GoodSubscription Bash  focuses on subscription-based business. It looks at many of the classic loyalty metrics that drive these types of businesses, such as customer lifetime value, average revenue per customer, churn, engagement, acquisition costs and upsell opportunities. GoodSubscription is primarily targeted at content and online media companies.

It will be interesting to see what GoodData does with its new infusion of capital. I expect it will look to expand its footprint through a direct sales force at the enterprise level and will look to eat into some of the traditional enterprise BI pie. In order to do this, it will need to build a more vertically oriented portfolio of software that helps different departments in different industries define their metrics and their best analytical path to value.

Expansion on the partner side also seems to be an obvious course as companies look to OEM best-of-breed solutions in building their own offers. Our research shows that the market has yet to decide how next-generation BI will be delivered, with approximately even splits between those expecting it to go through a BI application (38%), end-user application (34%) and office productivity suite (36%). Anecdotally, we have recently seen an uptick in embedded BI arrangements, such as with Tableau working with Google’s Big Query and Cloudera’s Impala, and Workday embedding Datameer into its cloud application. As the land grab moves forward, GoodData seems to be well-positioned to form lucrative partnerships.

GoodData does have a couple of outstanding issues, but I believe the company will address them in the next year. Currently it has not explicated a well defined strategy with respect to mobile. To some degree this makes sense, and is similar to what we have seen with companies but must be addressed. Since there is no decisive direction for mobile in terms of HTML 5 versus native deployment, a bet on one or the other is often too large for small companies to make. The choice is often to stay back until the market matures a little and shows a clearer direction. This however could give up a certain amount of market share in the interim as companies opt for native deployments of technology like business intelligence.

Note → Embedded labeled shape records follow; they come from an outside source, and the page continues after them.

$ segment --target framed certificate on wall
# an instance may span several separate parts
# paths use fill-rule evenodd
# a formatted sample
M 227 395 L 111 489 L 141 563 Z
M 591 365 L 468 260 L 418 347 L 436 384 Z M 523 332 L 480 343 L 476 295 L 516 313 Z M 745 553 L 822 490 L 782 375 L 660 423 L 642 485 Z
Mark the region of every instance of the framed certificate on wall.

vr_ngbi_br_collaboration_tool_access_preferencesThe other issue outstanding is the aggregation and resale of data. As a prime mover in cloud BI and analytics, GoodData has the ability to pursue this angle, and as it adds customers, this tack will only get stronger. The company must approach this opportunity carefully, since this is a sensitive area and one in which the idea of trust comes to the forefront. The trust factor is the least discussed but most important factor in both cloud computing and social media. Sharing of data is predicated on a fundamental but tacit trust relationship with the customer, and the value of sharing data must be made clear. Many industries do benchmarking based on anonymous data, but their data sources must agree to share their data. GoodData will eventually explore this avenue, but likely with a measure of prudence.